4. Espèces invasives dans les océans
Le transport des espèces invasives marines (1/3)
L'endémisme peut être préservé par des barrières naturelles comme les rivières, les océans, les montagnes, les déserts ou
certaines conditions climatiques.
La globalisation et l'expansion du commerce international et de l'industrie touristique ont cependant rendu ces barrières naturelles
de moins en moins infranchissables.
En conséquence, certaines espèces ont pu parcourir de longues distances et s'installer dans de nouveaux habitats où elles sont devenues des espèces
exotiques, voire, dans de nombreux cas, des espèces invasives.
L'introduction d'espèces exotiques dans de nouveaux environnements marins peut avoir lieu de différentes manières.
Les voies d'introduction les plus importantes sont énumérées ci-dessous par ordre d'importance (Molnar et al. 2008).
- Navigation internationale (69%)
- Aquaculture (41%)
- Construction de canaux (17%)
- Aquariophilie (6%)
- Commerce de fruits de mer et des poissons vivants (2%)
1. Les cargos: navettes spatiales pour auto-stoppeurs exotiques
Plus de 80% des biens commercialisés dans le monde sont transportés par bateaux à travers les océans et sur des canaux. Le bateau cargo est déchargé dans son port de destination et, dans la plupart des cas, retourne à vide vers son port de départ. Cependant, la structure de ce type de bateaux ne leur permet pas de naviguer à vide sans perte de stabilité et de maniabilité. C'est pourquoi les bateaux vides chargent du ballast (du lest), ce qui leur permet, par remplissage ou vidange, de modifier la flottabilité, le tirant d'eau, l'assiette ou la gîte. Pendant des centaines d'années, les bateaux ont embarqué du lest solide, sous forme de sable ou de cailloux. Mais les lests solides ont deux désavantages: ils demandent de gros efforts lors du chargement et du déchargement et ils peuvent endommager la coque quand ils roulent d'un côté à l'autre de la cale lorsque le bateau est exposé à un fort roulis.
Depuis la fin du 19ème siècle, les lests solides ont été remplacés par les eaux de ballast. Les cargos ont des réservoirs séparés pour leur cargaison et pour l'eau de ballast. Avant qu'un navire ne quitte un port à vide, de l'eau est pompée dans les tanks à ballast. Au port de destination, cette eau est relarguée à la mer (déballastage).

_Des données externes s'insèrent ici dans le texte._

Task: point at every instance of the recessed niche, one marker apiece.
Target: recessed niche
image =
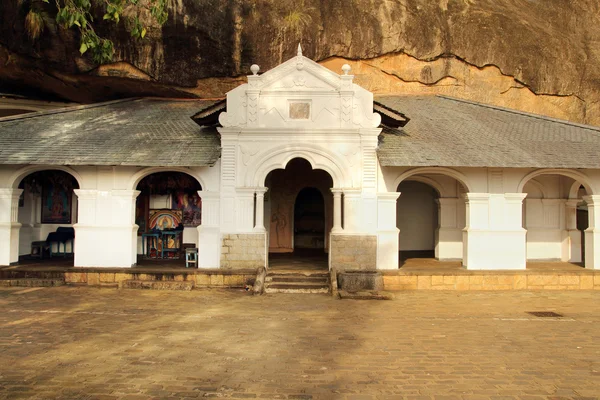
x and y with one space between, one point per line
299 110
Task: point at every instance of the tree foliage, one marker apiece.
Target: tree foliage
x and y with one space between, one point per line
77 14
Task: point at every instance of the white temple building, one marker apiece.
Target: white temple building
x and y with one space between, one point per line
300 158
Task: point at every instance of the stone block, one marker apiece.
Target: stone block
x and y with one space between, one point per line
234 280
423 282
75 277
93 278
542 280
568 280
520 282
359 281
462 283
437 280
408 282
121 277
107 277
449 280
586 282
202 279
216 280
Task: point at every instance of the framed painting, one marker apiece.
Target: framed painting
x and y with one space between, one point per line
190 205
142 205
56 204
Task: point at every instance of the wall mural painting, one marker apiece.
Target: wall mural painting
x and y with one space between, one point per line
191 206
162 220
56 199
183 190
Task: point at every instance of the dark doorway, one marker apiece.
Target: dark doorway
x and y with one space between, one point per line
309 220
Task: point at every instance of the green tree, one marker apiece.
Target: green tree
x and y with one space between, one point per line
77 14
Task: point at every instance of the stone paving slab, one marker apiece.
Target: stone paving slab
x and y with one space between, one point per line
92 343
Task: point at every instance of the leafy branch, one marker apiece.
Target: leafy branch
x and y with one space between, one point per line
78 14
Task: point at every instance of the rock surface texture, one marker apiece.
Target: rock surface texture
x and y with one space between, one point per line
533 55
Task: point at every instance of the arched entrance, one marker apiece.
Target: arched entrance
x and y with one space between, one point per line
47 213
298 214
168 213
555 216
417 219
431 216
309 220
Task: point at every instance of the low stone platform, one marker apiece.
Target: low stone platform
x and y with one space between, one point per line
436 275
208 278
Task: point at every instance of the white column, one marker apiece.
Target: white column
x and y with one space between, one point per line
387 231
209 233
337 210
449 234
259 215
493 237
592 233
106 233
352 210
9 225
244 210
573 235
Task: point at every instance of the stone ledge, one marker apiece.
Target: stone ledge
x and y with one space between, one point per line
489 281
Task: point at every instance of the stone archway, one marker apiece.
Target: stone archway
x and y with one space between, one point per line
168 215
290 237
556 218
47 212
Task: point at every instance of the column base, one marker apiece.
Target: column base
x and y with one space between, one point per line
387 249
209 247
9 243
353 252
592 249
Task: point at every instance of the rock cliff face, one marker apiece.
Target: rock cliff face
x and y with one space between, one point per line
541 56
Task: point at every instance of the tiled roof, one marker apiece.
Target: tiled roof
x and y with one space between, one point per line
142 132
456 133
441 131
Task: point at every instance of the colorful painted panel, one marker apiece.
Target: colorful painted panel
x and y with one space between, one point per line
163 219
56 204
191 206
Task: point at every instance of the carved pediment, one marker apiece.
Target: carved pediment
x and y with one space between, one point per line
300 94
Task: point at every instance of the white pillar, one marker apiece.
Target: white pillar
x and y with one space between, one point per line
592 233
337 210
449 234
244 210
352 210
259 215
9 225
572 250
387 231
493 237
209 234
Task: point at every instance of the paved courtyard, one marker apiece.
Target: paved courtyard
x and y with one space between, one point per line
87 343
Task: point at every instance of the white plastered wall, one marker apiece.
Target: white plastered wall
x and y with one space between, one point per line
105 232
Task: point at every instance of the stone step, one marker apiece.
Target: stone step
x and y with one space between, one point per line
279 278
296 289
19 274
157 285
310 272
366 295
32 282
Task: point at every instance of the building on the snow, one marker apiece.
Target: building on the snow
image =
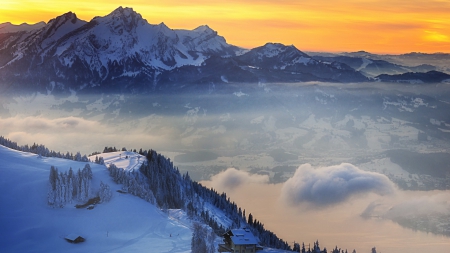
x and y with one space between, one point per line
239 240
74 238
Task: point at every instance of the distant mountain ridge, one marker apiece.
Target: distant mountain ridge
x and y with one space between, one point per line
416 77
122 51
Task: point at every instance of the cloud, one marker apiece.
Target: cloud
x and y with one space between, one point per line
332 185
232 178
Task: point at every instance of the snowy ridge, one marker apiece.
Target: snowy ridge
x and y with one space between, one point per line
106 229
103 226
126 160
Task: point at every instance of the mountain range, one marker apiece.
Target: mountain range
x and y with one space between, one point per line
123 52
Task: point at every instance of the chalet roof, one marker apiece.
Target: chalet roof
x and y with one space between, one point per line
243 237
72 237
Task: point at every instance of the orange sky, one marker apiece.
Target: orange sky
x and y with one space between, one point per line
378 26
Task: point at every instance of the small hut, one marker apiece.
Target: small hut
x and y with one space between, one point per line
74 238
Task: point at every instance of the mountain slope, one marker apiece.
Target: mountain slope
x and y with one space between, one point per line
124 224
123 52
291 62
69 53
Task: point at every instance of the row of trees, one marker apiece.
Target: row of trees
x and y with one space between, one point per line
41 150
159 182
68 186
64 188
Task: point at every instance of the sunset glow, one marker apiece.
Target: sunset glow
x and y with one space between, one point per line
382 26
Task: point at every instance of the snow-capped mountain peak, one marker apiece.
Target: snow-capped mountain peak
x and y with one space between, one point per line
10 28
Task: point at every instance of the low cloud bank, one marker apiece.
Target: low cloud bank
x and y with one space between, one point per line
332 185
232 178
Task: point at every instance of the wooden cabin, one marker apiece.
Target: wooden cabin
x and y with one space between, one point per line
239 241
74 238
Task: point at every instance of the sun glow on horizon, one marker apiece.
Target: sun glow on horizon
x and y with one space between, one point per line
381 26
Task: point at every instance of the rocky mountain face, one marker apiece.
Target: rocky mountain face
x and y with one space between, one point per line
122 51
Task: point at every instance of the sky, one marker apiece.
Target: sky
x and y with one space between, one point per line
376 26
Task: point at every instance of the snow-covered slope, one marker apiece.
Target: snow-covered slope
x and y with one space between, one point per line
68 51
125 224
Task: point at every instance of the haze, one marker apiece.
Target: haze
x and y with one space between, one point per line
382 26
312 161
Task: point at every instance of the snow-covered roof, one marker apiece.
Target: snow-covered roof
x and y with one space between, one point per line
72 237
242 237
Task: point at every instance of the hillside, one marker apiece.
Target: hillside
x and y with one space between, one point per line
38 219
126 223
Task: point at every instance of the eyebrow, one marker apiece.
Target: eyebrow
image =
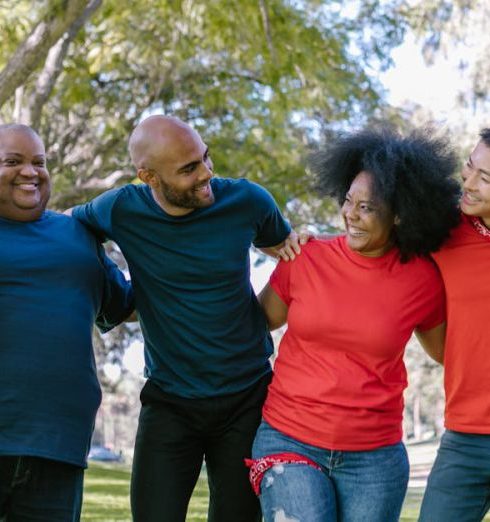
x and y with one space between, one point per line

Le problème vient du fait que l'eau de ballast contient des milliers d'espèces aquatiques et des sédiments qui seront transportés autour du monde. Tout ce qui est assez petit pour passer par les buses de pompage d'eau de ballast peut entrer dans les réservoirs à ballast des bateaux. Les organismes marins dans l'eau de ballast ont des tailles qui vont de la taille d'une bactérie jusqu'à celle de petits poissons de 30 cm de long. Ces auto-stoppeurs de l'océan sont introduits dans de nouveaux environnements lors du déballastage dans le port de destination. On estime qu'au moins 7000 espèces différentes sont ainsi transportées dans les réservoirs à eau de ballast au cours d'un seul trajet (GloBallast 2008). Certaines espèces de zooplancton peuvent survivre plus de 4 mois dans un réservoir à eau de ballast (Gollasch and Nehring 2006). Mais la plupart des espèces transportées ne résistent pas au voyage ou à leur nouvel environnement.
Un autre moyen de transport d'espèces marines impliquant les cargos est l'encrassement des coques. Des organismes marins comme des algues, des moules ou des bernacles peuvent se fixer sur la coque, sous la ligne de flottaison, et voyager en passagers clandestins avec le bateau. La présence de ces organismes peut ralentir le bateau et augmenter la consommation de carburant jusqu'à 20%. Ces organismes peuvent aussi se détacher de la coque et devenir invasifs dans de nouveaux environnements.
Les organismes marins peuvent se multiplier rapidement et couvrir la coque d'un bateau en quelques mois. Une méthode pour prédire les types et le nombre d'espèces marines qui vont se fixer sur un bateau dans une région donnée est la technique des plaques de fixation ('settlement plates'). Des plaques propres sont suspendues dans l'eau de mer et, après un certain intervalle de temps, on les relève et on comptabilise le nombre d'espèces qui s'y sont fixées.